Os cientistas Hamilton Ramos e Viviane Ramos, do Programa IAC/QUEPIA de Qualidade de Equipamentos de Proteção Individual na Agricultura (EPIs), representam a pesquisa agrícola brasileira na Reunião Anual do Consórcio Internacional de EPIs. O evento será na cidade de Sevilha, na Espanha, entre os dias 26 e 28 deste mês. Os dois pesquisadores irão apresentar estudos para aprimorar protocolos de ensaios da Norma ISO 27065, voltada à certificação de vestimentas usadas na aplicação de defensivos.

Antes do evento oficial, os especialistas do Programa QUEPIA se reúnem em Sevilha, durante dois dias, com representantes de centros europeus de pesquisas. Os brasileiros conduzirão ensaios práticos com ênfase nas modificações que serão propostas por ambos no âmbito da ISO 27065, além de treinar pesquisadores-cientistas para produzir ensaios idênticos em seus países de origem.

“A proposta da reunião prévia à do Consórcio Internacional de EPIs é padronizar testes envolvendo vestimentas fabricadas em diferentes lugares do mundo, e depois comparar as conclusões interlaboratoriais”, explica o pesquisador Hamilton Ramos, coordenador do Programa QUEPIA. “Trata-se de um trabalho fundamental para que posteriormente se obtenha eficácia na elaboração de normas internacionais certificadoras de qualidade”, acrescenta ele.

O Consórcio Internacional de EPIs é hoje formado por 10 países: Alemanha, Canadá, Eslovênia, Espanha, Estados Unidos, França, Inglaterra, Suíça, Taiwan e Turquia. Atualmente o Brasil, através do Programa QUEPIA, é um dos coordenadores do colegiado.

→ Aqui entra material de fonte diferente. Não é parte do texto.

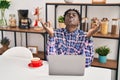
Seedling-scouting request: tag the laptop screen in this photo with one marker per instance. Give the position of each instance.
(66, 65)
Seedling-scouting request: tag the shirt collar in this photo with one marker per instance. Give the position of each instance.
(74, 32)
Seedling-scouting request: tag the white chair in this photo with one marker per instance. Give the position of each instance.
(21, 52)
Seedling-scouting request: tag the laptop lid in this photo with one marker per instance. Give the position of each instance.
(73, 65)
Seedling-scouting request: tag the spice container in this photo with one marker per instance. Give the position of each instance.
(104, 26)
(85, 24)
(114, 26)
(12, 21)
(95, 22)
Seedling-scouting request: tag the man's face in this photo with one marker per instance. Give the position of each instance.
(72, 19)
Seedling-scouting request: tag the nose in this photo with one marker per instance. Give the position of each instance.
(71, 15)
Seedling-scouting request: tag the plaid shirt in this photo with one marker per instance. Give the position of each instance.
(74, 43)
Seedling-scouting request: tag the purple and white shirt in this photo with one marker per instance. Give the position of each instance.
(74, 43)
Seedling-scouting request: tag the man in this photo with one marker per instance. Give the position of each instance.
(71, 40)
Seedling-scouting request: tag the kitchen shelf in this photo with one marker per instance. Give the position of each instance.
(111, 64)
(108, 36)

Resultante de uma parceria entre a indústria de equipamentos de proteção individual e o Centro de Engenharia e Automação do Instituto Agronômico (CEA/IAC) - órgão de pesquisas da Secretaria de Agricultura do Estado de São Paulo, situado em Jundiaí (SP) -, o Programa QUEPIA completou 10 anos de atividades em 2016. Sua atuação possibilitou ao Brasil ser o primeiro país a elaborar uma legislação ancorada nas normas da ISO visando à segurança do trabalhador rural aplicador de defensivos.

De acordo com o IAC, há atualmente cerca de 2 milhões de brasileiros no exercício dessa função.

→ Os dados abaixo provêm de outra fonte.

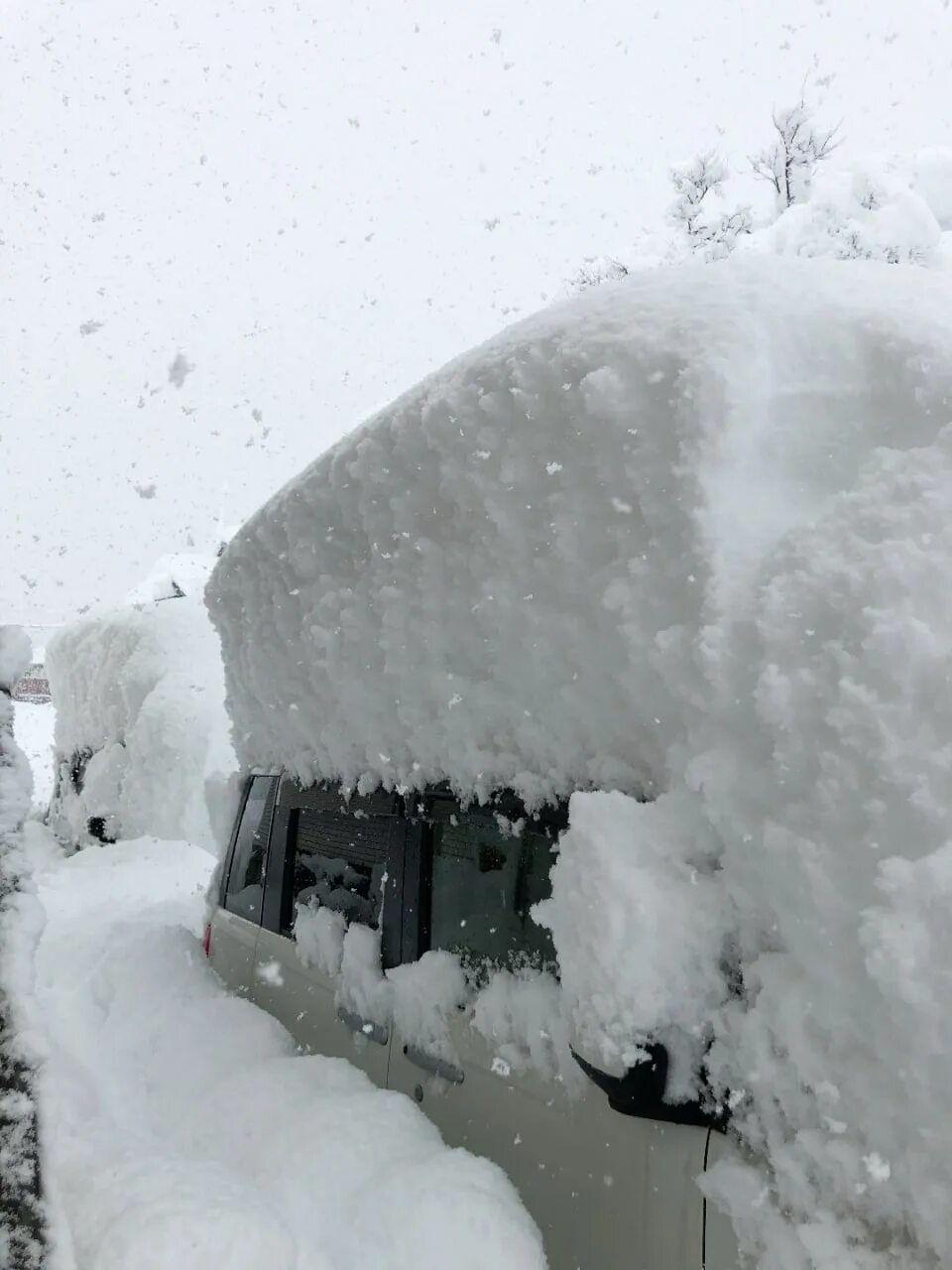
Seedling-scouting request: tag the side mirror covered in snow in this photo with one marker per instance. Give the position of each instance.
(640, 1091)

“O CEA mantém um dos poucos laboratórios do mundo, único no Brasil, apto a fazer todos os testes exigidos pela Norma ISO 27065”, ressalta Ramos, coordenador do Programa QUEPIA. Ele salienta que o protocolo de dados que será apresentado no encontro de Sevilha foi concluído no início deste mês pelo centro de pesquisas de Jundiaí. O desenvolvimento do trabalho, diz Ramos, contou com a participação da pesquisadora Anugrah Shaw, da Universidade de Maryland Eastern Shore (EUA).

Segundo Ramos, os pesquisadores do Programa QUEPIA também levarão a debate, durante o encontro internacional, uma série de estudos realizada em Jundiaí, com ênfase na certificação de luvas empregadas nos países agrícolas nas atividades de preparo e aplicação de agroquímicos.

“Do trabalho empreendido pelo Consórcio Internacional e pelo Comitê da ISO dependem nos dias de hoje as condições de segurança e de saúde dos trabalhadores que lidam com defensivos, no Brasil e no mundo”, resume o pesquisador.

Após a reunião de Sevilha, observa Hamilton Ramos, a expectativa dos pesquisadores do Programa QUEPIA é submeter seu estudo em torno da Norma 27065 à próxima Reunião Anual do Comitê Mundial da ISO, prevista para o mês de março de 2017, na Inglaterra.